Il avait au moins le mérite d’être direct, le Jo. Malgré le ton grave de l’ébéniste, Agnès n’était pas certaine de pouvoir lui faire confiance. Elle fut rien moins qu’aimable en lui répondant :

« C’est une de vos combines pour me tirer les vers du nez ? Vous êtes encore plus cons que je le croyais !!!!

— Non. Je veux dire : non, ce n’est pas une combine, ce serait franchement salaud de te faire ça. »

Ils étaient au moins d’accord sur un point.

« T’es pas en train de me faire chanter pour Samuel ? »

La jeune femme était assez énervée contre son frère pour ne pas lui faire l’honneur de l’appeler par son surnom.

« Non, je suis contre lui cette fois. Pour être honnête, tes préférences sexuelles ne me concernent pas, et je ne comprends pas qu’il en fasse tout un fromage. »

Un soulagement diffus se répandit dans la tête d’Agnès, lui permettant de respirer un peu plus sereinement. Peut-être Jo le sentit-il, puisqu’il retrouva un peu de légèreté pour détendre l’atmosphère :

« Pour être précis, tu peux coucher avec qui tu veux, tant que tu ne touches pas à Ben sans être folle de lui. Folle dans le bon sens, hein ! Amoureuse transie, mais pas dangereuse. Pas comme son ex, quoi, vraiment amoureuse.

— Je m’en fous de Ben, c’est Jude qui est raide de lui !

— Pas dans le bon sens. Bref, ce n’est pas le sujet. Le sujet, c’est que t’as eu un truc avec Chloé qui s’est comportée comme une égoïste, pendant le bal.

— Tu n’es pas ami avec elle ? Pourquoi tu la coules comme ça ?

— Je ne la coule pas, je ne suis pas d’accord avec ce qu’elle a fait, nuance !

— De m’utiliser ou de me jeter ? » lâcha Agnès, de nouveau sur la défensive.

Étrange, Agnès aurait pu jurer que Jo était du genre soudé avec ses amis. À la réflexion, ce n’était peut-être pas la première fois qu’il affichait un désaccord avec quelqu’un, mais ça avait toujours été léger. D’ailleurs, Jo était le premier à traiter Ben de con quand il dérapait, même s’il utilisait des termes moins grossiers, surtout pour s’adresser à son cousin préféré.

Jo hésita un instant, puis il avoua ne pas être au fait de ce qu’il s’était vraiment passé entre elles :

« Je ne connais pas tous les détails et je n’ai pas à les connaître, c’est votre vie. Je sais que nous ne sommes pas vraiment proches tous les deux, mais si tu as besoin de quelqu’un à qui parler de ça, tu peux compter sur moi. Je ne dirais rien à Sam ni aux autres.

— Pourquoi tu fais ça ? »

Le téléphone resta silencieux un moment. Au bout d’une éternité, Jo répondit qu’ils en parleraient un autre jour. Il avait des choses à faire ce soir : ce n’était pas le meilleur moment pour se lancer dans une discussion philosophico-psychologique.

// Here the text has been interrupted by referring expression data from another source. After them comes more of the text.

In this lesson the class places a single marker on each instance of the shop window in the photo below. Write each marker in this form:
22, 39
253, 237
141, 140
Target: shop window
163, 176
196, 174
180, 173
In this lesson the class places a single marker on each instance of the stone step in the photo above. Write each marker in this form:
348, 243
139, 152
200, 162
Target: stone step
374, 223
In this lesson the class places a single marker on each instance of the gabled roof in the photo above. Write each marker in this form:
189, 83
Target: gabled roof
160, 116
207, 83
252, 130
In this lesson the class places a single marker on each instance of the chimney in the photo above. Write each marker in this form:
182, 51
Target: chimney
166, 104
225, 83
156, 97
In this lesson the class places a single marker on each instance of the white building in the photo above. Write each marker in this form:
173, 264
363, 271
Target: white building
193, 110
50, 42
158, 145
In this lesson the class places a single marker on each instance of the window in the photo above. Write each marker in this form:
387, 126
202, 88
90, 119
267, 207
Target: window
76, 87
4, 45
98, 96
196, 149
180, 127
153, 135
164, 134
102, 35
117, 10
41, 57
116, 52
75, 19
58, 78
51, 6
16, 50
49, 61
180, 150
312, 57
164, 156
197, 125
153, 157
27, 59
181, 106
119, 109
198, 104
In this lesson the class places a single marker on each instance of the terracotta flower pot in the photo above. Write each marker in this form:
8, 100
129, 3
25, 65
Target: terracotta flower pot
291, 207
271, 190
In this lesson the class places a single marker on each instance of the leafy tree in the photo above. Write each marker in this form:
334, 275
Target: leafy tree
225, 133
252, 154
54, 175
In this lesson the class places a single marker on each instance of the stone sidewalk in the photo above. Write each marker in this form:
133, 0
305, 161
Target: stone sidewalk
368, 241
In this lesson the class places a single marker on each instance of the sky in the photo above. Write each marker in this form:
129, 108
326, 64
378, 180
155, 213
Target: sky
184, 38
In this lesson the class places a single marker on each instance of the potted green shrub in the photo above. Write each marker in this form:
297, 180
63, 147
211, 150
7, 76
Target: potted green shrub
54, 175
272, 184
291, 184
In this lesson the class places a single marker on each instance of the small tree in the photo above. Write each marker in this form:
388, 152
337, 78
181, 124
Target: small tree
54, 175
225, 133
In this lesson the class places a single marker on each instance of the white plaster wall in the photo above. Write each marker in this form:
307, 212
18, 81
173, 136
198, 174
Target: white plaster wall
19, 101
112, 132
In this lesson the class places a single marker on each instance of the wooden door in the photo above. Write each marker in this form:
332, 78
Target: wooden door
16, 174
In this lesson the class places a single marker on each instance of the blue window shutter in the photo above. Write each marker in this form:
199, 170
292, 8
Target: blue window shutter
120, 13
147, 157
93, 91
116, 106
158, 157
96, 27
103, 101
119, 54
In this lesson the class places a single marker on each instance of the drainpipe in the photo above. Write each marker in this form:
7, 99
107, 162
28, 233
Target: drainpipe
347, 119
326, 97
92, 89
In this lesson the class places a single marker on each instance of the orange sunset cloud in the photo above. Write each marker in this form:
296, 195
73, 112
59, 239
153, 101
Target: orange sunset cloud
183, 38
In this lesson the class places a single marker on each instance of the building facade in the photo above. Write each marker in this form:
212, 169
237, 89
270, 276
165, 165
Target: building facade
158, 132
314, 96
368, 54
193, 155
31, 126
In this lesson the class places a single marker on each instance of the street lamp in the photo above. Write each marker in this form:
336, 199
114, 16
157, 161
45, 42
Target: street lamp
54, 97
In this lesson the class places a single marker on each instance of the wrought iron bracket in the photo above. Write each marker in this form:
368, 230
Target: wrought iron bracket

Agnès voulait lui poser une foule de questions, mais l’ébéniste, gêné, prit congé. Même si cela sonnait plutôt comme une excuse pour ne pas s’engager dans une conversation gênante, Agnès ne le retint pas. Elle passa le reste de la soirée à réfléchir à cette conversation. Finalement, il lui sembla évident que Jo était sincère, même si ses motivations lui échappaient, et qu’il s’offrait pour la soutenir moralement. C’était la meilleure nouvelle depuis un mois.